Les citoyens doivent s’assurer que ceux à qui ils ont remis un mandat font bien ce pour quoi ils ont reçu mandat. Si ceux-ci se montrent incapables de gérer leurs villes, les finances publiques ou d’entreprendre de grands travaux d’infrastructures nécessaires à leur prospérité, les citoyens doivent le leur faire savoir.

Dans un autre billet publié sur ce même blog, je faisais remarquer l’année dernière qu’un responsable politique est au service de ses concitoyens. Ses choix doivent être questionnés. Son action analysée. Et ses décisions contestées, quand il le faut. Le responsable politique n’est pas un petit dieu dont les caprices doivent être pris pour la manifestation d’une volonté politique. Il ne dispose pas non plus d’une science infuse qui l’immuniserait contre les critiques des citoyens.

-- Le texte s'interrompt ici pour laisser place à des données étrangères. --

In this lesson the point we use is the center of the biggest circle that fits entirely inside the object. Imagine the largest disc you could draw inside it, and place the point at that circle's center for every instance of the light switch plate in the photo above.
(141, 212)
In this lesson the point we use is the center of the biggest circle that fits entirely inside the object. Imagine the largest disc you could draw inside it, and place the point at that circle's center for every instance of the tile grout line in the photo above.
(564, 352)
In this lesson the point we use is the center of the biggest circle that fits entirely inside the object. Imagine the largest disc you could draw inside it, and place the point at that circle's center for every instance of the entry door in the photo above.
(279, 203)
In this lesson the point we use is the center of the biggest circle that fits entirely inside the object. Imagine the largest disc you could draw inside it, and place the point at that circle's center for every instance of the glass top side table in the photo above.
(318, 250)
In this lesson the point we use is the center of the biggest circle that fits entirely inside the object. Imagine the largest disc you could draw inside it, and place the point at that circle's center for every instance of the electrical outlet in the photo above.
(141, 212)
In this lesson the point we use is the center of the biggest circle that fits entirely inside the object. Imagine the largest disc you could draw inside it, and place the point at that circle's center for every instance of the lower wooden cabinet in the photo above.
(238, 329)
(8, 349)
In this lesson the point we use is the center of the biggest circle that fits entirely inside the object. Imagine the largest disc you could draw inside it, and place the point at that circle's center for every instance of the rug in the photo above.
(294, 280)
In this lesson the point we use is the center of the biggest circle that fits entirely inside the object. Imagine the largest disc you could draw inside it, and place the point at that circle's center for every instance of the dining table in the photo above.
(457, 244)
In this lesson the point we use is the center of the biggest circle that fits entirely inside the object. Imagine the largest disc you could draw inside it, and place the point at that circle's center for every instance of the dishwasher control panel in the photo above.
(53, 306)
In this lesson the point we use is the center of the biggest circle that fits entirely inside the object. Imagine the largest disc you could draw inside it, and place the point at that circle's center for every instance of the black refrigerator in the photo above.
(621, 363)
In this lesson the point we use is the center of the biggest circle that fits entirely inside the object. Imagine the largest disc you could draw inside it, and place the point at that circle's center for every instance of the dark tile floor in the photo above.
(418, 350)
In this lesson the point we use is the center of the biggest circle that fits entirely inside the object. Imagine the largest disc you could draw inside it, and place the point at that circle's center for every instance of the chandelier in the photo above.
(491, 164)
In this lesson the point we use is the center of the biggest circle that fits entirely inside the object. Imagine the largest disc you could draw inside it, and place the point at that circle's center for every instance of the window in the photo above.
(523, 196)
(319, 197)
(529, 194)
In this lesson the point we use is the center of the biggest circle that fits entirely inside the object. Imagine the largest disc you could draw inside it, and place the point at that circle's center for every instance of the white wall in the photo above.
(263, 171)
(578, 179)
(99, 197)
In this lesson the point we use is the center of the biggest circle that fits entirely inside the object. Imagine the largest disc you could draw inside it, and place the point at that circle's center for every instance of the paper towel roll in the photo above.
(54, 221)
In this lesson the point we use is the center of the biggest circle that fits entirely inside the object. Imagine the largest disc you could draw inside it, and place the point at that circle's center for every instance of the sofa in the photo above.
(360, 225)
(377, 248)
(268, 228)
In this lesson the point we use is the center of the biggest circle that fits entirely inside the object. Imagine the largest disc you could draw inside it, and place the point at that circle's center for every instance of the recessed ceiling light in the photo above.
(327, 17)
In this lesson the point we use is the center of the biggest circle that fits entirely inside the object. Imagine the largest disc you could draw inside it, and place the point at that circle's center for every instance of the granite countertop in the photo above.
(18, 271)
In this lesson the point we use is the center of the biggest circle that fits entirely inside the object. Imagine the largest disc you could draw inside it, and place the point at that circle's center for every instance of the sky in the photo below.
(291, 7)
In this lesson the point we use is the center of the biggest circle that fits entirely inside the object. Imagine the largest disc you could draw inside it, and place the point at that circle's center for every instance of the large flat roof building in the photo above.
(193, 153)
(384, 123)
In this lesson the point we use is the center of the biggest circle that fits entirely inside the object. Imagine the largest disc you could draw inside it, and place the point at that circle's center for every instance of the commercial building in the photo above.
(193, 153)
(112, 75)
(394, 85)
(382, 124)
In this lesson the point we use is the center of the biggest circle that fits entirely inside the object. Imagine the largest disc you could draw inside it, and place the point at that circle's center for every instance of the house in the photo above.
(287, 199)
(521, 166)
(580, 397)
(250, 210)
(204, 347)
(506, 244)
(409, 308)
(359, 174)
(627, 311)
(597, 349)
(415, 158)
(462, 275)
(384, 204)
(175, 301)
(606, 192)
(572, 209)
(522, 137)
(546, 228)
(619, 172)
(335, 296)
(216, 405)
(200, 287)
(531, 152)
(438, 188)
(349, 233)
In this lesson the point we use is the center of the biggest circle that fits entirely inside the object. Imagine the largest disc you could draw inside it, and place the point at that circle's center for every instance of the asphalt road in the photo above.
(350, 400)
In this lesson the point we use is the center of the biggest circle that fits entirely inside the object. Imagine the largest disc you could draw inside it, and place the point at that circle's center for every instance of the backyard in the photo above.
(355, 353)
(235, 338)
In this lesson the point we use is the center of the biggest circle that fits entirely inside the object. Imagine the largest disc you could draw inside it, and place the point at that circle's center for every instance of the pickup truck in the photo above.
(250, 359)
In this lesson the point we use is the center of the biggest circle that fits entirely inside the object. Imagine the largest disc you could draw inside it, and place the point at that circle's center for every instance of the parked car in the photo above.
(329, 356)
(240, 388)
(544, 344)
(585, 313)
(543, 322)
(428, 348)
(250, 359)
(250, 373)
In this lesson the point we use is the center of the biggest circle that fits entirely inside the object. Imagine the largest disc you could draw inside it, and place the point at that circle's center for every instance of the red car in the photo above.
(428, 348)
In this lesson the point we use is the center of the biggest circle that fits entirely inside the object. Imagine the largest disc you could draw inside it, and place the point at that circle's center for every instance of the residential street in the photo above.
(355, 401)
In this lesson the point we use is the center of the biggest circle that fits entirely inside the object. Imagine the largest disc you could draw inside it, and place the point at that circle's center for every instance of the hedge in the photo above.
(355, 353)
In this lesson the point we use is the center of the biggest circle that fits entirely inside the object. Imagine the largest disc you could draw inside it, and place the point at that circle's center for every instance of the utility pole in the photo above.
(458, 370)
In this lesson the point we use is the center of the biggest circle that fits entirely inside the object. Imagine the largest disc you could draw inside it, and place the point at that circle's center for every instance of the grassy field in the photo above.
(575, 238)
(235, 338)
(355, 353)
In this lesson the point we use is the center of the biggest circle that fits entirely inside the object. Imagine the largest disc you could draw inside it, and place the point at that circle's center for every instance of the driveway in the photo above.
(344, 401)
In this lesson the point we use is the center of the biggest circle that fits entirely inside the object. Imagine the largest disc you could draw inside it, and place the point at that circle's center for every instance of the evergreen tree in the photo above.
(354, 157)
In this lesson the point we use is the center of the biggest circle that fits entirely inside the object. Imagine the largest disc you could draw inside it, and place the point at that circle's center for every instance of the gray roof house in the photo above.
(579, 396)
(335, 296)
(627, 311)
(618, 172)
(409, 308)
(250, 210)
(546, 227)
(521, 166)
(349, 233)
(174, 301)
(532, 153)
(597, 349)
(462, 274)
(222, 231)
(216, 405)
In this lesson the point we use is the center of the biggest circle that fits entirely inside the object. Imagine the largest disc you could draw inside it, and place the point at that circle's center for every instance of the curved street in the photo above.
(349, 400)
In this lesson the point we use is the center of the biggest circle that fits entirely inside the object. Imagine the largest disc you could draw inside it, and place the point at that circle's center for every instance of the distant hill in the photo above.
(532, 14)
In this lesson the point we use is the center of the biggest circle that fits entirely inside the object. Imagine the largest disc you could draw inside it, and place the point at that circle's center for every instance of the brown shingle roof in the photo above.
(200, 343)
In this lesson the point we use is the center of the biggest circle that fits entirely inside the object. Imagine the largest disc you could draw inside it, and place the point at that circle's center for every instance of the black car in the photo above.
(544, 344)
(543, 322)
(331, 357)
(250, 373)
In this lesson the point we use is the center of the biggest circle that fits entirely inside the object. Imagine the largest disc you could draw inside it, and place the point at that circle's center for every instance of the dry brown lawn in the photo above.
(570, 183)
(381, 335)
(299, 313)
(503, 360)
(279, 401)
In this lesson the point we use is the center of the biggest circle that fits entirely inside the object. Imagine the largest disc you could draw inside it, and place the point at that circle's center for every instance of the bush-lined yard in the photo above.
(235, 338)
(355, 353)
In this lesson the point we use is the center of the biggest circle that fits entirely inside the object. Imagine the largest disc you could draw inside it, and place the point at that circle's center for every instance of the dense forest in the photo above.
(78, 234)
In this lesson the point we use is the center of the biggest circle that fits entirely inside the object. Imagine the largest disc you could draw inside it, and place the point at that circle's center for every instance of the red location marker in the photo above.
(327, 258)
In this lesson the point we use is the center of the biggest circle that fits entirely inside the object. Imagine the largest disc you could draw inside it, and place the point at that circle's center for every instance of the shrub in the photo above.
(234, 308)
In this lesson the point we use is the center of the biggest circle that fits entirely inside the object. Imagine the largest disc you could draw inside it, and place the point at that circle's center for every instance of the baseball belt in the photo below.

C’est le sens de la deuxième partie de la formule de James Madison.

Pour qu’une République fonctionne correctement, il faut que les deux parties de cette formule soient exploitées correctement par les citoyens et leurs dirigeants.

Si tel n’est pas le cas, c’est la tyrannie des puissants et de l’arbitraire qui l’emporte.

Le pays se retrouve privé d’infrastructures dignes, d’écoles publiques convenables, d’hôpitaux équipés, d’enseignants formés et correctement rémunérés, etc.

Un pays agonisant dont les citoyens pensent n’avoir que la protestation sonore comme seul recours.

Mais comme nous le faisait remarquer très justement Xavier Alberti :

«Il ne va plus suffire de tweeter, de lever les yeux au ciel ou d’espérer silencieusement au milieu du fracas d’un monde qui s’écroule autour de nous, que le salut vienne d’ailleurs, d’en haut ou d’en bas, de gauche ou de droite, du Nord ou du Sud. Le salut ne peut venir que de l’intérieur, que de la force et de la décision d’agir.»

Les routes ne se réparent pas tout seules.

Les déchets ne s’évacuent pas tout seuls.

Les ponts ne se jettent pas tout seuls.

Que l’on fasse partie d’un groupe de pression, d’un parti politique ou que l’on choisisse d’utiliser son travail pour vivre le changement que l’on souhaite pour son pays, l’important est d’agir pour le bien de tous.